Most Americans Favor Public Surveillance
By Matthew Auerbach
Results of a new poll show that Americans are overwhelmingly in favor of the installation of surveillance cameras in public places and see the move as an acceptable trade-off to any infringement that might cause on their privacy.
Results of a new poll show that Americans are overwhelmingly in favor of the installation of surveillance cameras in public places and see the move as an acceptable trade-off to any infringement that might cause on their privacy, The New York Times reports.
According to the latest New York Times/CBS News Poll, 78 percent of people said surveillance cameras were a good idea.
Nine out of 10 people polled believe Americans would always have to live with the risk of a terror attack, but many said the government would be able to combat any attack effectively through rigorous law enforcement and proper regulation.
One issue that divided those polled was the role of the nation’s intelligence agencies before the Boston Marathon attacks. Forty-one percent said the agencies had collected information that could have prevented them while 45 percent said they had not.
The poll found that a majority of Americans would be in favor of tougher measures to stymie future attacks.
Sixty-six percent said information about how to make explosives should be removed from the Internet, where it would be easily obtainable to would-be terrorists, even though some would consider that move a form of censorship.
Thirty percent said the information should be available in the name of free expression.

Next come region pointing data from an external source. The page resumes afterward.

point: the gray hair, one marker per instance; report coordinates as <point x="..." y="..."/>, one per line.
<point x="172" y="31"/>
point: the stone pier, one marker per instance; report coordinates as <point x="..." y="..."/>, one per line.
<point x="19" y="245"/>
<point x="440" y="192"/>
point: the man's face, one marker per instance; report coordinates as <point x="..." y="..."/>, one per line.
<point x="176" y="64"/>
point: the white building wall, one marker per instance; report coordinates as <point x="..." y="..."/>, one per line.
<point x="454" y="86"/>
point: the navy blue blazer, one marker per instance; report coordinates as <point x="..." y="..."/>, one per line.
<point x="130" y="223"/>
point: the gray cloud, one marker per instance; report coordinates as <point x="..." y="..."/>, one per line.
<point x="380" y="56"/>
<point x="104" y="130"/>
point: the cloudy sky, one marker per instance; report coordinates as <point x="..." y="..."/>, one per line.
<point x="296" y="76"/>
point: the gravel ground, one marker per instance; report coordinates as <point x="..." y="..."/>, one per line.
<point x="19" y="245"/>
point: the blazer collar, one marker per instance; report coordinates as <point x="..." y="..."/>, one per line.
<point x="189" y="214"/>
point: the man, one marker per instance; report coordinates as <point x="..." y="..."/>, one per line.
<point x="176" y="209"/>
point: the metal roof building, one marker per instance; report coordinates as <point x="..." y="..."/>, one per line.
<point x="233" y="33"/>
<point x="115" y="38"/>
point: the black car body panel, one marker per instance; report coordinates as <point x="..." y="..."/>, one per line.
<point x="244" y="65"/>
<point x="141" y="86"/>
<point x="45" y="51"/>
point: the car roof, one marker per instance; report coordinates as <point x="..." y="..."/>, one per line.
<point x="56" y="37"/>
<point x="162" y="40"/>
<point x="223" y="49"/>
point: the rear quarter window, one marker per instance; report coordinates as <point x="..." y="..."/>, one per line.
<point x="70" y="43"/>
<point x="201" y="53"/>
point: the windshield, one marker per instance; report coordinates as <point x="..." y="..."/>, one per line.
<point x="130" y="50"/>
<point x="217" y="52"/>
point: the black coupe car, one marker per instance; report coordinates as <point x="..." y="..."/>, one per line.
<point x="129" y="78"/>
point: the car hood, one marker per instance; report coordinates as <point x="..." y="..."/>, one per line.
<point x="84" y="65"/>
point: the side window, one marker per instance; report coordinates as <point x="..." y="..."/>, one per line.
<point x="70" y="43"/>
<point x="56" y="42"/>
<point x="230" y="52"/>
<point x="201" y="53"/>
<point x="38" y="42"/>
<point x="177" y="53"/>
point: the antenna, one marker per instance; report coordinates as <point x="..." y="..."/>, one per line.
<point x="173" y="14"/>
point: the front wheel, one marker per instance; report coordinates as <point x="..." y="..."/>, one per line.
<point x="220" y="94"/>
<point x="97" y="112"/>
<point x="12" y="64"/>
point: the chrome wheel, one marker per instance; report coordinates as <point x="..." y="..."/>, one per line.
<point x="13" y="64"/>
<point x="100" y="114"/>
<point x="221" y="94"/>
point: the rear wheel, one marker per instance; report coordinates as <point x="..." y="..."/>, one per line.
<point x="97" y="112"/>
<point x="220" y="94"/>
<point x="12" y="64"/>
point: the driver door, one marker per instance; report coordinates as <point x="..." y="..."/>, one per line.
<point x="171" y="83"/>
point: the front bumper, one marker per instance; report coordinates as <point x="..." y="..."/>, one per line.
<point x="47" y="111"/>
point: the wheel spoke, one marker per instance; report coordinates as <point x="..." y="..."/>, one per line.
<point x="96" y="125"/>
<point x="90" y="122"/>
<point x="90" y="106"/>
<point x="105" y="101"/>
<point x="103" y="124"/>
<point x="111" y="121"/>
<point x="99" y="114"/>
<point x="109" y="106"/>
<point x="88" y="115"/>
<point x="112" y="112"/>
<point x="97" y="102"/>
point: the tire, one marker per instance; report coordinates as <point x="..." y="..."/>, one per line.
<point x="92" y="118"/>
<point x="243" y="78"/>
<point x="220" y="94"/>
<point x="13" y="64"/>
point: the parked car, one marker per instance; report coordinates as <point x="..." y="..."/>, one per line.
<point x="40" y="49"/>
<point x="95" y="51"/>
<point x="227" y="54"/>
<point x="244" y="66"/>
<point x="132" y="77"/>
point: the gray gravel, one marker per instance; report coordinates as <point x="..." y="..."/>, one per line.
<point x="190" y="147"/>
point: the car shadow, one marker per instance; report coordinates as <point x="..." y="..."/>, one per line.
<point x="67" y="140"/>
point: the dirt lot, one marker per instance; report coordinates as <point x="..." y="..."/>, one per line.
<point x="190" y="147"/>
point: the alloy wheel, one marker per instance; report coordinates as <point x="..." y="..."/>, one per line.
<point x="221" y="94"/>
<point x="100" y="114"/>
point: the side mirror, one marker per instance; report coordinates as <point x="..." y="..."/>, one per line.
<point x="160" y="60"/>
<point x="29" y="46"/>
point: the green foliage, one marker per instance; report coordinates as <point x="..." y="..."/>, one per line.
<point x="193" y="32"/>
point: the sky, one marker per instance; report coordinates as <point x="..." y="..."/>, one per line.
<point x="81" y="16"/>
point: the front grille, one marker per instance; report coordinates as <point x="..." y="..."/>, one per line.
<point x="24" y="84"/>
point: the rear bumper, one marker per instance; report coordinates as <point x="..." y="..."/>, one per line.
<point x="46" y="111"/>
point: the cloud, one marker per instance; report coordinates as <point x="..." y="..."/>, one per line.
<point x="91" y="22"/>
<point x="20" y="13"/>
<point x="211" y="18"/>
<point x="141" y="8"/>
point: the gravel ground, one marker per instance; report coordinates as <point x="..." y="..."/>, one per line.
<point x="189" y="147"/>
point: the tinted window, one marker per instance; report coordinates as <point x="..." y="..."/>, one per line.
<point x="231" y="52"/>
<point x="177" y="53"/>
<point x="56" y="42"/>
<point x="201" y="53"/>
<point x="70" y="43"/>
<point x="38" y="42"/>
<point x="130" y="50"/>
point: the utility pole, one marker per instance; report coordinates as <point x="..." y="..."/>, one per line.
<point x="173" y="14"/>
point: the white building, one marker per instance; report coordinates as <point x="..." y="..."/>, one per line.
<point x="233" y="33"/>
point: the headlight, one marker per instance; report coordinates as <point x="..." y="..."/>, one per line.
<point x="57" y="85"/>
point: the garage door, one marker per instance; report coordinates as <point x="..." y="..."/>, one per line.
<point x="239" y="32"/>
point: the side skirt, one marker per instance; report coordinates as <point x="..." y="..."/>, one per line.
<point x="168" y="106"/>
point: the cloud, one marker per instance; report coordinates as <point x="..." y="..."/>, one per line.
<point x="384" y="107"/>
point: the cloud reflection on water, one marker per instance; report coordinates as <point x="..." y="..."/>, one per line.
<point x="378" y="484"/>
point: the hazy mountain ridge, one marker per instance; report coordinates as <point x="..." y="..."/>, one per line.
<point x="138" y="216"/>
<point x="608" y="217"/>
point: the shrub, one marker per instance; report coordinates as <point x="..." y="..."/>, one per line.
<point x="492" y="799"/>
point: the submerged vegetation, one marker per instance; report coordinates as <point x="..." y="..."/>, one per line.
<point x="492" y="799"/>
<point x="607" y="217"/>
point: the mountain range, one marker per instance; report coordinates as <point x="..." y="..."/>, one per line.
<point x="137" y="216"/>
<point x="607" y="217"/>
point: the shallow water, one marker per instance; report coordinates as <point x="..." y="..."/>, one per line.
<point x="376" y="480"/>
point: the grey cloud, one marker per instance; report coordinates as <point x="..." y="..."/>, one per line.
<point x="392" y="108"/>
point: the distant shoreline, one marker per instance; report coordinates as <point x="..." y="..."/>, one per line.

Only 20 percent of respondents said they thought the government had overstepped its bounds in restricting civil liberties in the fight against terrorism, while 26 percent said it could go farther and 49 percent said the balance was about right.
The recent Boston bombings have not dampened people’s desire to gather with one another in public.
Seventy-two percent said they did not plan to avoid large public events in order to limit their exposure to potential terrorist attacks.
The nationwide poll of 965 adults was conducted on landlines and cellular phones from April 24 to April 28, five days after the manhunt for the surviving suspect in the Boston bombings, Dzhokhar Tsarnaev, ended with his capture in a backyard in Watertown, Mass.
It has a margin of sampling error of plus or minus 3 percentage points.